Andreas Müller (Grüne) begrüßte es ebenso wie sein SPD-Kollege, dass Nördlich Weingärten nun endlich in Grünland umgewandelt werden solle. Auch die Einkaufsmöglichkeit in Oberliederbach befürwortete er. Im Zusammenhang mit der enormen Größe des Markts – der neue Lidl hat im Vergleich rund 1.300 qm Fläche – befürchtet er allerdings auch eine enorme zusätzliche Verkehrsbelastung. Bei den Märkten an der Höchster Straße gebe es immerhin eine Bushaltestelle, die von zwei Buslinien angefahren werde. „Da unten in Oberliederbach ist gar nichts“, so Müller. „Und wer fährt schon mit der S-Bahn da hin? Wir brauchen ein ordentliches Verkehrskonzept“, so der Fraktionsvorsitzende der Grünen. „Es ist zu befürchten, dass der Riesen-Rewe viele Menschen von außerhalb anziehen wird. Das sollten wir uns gut überlegen“, so Müller, der wie sein FWG-Kollege für den Verweis in den Bau-Umwelt und Planungsausschuss (BPU) plädierte. Auch er monierte die Unterlagen. Eva Söllner verwies darauf, dass der RegFNP jedem Gemeindevertreter zugänglich sei, ebenso wie der Masterplan. Die vorläufige Entwurfsplanung für den Markt habe sie nur aushängen lassen, um zu zeigen, dass das Gebäude selbst nicht unter der Hochspannungsleitung liege. Was das Verkehrskonzept betrifft, so seien Bushaltestellen genau vor dem neuen Rewe vorgesehen.

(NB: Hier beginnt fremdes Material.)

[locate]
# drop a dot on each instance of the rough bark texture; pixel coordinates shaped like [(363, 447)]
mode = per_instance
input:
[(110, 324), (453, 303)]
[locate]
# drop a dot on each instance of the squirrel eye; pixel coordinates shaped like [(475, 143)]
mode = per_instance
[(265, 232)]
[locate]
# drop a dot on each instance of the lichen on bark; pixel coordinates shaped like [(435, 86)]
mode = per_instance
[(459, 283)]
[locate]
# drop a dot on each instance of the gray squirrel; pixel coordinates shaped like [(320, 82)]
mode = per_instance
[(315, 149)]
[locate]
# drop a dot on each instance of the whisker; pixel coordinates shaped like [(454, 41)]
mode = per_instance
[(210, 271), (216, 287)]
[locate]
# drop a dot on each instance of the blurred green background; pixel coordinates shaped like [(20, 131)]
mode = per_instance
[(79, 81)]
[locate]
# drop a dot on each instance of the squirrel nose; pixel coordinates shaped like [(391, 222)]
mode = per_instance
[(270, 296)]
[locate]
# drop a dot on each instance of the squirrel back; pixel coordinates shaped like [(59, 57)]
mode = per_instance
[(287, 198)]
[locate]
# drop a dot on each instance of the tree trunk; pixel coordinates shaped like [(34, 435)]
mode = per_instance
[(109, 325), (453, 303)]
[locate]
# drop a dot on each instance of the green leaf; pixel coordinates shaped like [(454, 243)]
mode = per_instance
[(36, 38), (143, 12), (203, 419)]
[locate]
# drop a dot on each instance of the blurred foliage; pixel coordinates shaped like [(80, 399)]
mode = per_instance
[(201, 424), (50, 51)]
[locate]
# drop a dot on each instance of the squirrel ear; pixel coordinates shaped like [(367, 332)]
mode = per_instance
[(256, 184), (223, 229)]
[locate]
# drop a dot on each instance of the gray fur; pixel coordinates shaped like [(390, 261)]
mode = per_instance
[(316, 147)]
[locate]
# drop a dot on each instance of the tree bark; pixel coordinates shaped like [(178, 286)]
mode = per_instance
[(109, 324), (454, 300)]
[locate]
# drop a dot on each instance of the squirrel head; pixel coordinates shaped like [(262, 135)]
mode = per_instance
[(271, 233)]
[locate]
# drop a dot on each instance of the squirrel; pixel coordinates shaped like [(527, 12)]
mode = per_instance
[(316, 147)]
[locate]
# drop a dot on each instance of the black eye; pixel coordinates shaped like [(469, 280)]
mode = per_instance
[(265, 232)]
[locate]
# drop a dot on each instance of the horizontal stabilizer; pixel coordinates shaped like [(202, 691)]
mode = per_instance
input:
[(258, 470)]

Die Bürgermeisterin wies außerdem darauf hin, dass man sich anlässlich der Sitzung lediglich dafür entscheide, ob man einen Markt an dieser Stelle wolle oder nicht, die Details würden erst später entschieden.

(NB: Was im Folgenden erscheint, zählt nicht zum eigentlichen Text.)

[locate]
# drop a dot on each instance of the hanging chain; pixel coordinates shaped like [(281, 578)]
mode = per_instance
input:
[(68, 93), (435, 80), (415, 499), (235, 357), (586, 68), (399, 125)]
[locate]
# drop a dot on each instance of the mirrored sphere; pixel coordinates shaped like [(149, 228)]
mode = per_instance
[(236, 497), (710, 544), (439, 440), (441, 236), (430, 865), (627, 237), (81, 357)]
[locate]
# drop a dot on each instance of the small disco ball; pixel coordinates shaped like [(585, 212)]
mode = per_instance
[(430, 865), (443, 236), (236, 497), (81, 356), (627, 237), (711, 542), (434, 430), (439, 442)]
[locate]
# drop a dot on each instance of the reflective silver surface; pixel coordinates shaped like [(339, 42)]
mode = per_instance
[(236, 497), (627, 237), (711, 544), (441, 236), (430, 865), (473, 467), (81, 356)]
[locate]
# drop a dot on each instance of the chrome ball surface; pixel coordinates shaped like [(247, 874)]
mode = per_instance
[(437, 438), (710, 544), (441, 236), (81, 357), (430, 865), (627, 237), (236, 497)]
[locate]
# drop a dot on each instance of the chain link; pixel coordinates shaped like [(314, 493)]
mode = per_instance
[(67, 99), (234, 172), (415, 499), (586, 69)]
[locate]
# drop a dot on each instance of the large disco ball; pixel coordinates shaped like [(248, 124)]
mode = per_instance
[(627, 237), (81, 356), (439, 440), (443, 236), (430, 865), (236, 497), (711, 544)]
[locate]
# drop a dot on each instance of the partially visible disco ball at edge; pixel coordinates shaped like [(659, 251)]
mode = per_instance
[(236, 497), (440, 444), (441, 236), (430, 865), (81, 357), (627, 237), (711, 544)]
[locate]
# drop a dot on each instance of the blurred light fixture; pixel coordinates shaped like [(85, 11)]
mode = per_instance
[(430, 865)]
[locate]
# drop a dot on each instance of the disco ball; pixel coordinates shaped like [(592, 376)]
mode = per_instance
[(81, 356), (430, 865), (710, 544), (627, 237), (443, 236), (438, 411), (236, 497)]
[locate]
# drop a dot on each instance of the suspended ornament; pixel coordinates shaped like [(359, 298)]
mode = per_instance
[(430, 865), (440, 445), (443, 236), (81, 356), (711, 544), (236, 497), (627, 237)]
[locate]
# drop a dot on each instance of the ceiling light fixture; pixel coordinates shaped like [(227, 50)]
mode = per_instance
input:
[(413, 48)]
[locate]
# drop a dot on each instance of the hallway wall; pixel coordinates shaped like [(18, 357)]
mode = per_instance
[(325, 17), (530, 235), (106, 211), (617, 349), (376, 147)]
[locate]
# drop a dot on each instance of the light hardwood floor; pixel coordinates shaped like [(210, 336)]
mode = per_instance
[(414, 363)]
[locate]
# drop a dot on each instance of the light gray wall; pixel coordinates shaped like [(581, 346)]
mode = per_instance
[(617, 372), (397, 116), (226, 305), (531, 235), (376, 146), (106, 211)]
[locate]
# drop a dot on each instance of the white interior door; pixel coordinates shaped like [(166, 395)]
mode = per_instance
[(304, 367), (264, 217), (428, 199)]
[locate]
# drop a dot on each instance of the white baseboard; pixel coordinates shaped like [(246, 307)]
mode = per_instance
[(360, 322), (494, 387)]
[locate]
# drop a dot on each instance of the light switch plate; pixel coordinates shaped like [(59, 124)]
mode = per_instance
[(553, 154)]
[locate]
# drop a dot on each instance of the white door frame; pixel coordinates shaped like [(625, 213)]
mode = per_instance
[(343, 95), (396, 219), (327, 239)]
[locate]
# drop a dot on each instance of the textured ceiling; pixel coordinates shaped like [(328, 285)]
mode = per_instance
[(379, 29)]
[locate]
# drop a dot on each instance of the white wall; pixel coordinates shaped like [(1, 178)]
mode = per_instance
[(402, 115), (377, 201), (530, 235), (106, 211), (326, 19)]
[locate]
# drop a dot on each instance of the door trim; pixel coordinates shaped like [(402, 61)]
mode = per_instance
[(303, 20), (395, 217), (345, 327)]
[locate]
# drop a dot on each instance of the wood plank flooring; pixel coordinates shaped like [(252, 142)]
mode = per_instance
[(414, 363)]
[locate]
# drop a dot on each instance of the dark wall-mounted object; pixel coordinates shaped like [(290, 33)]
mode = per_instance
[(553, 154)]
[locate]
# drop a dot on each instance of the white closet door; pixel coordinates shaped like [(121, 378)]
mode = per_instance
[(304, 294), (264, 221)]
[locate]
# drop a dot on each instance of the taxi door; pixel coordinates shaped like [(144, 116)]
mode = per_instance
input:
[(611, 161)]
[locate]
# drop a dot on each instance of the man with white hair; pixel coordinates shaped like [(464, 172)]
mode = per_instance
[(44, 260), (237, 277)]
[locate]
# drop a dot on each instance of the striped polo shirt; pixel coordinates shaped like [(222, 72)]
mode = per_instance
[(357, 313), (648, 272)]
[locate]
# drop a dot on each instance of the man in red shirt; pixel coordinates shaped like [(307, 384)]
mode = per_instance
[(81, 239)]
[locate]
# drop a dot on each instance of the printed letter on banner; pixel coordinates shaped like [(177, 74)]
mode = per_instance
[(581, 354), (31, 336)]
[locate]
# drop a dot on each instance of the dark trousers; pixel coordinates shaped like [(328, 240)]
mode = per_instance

Auch Hans-Jürgen Jung (FDP) war davon überzeugt, dass die Gemeindevertreter in allen Phasen der Entwicklung voll dabei sein müssten, nicht nur der Gemeindevorstand.

Daher sprach er sich ebenfalls für eine Überweisung in den BPU aus. Der Verweis in den BPU wurde von CDU und SPD mehrheitlich abgelehnt. Der Beschluss zur Änderung des RegFNP wurde unter Enthaltung von FDP, Grünen und FWG angenommen.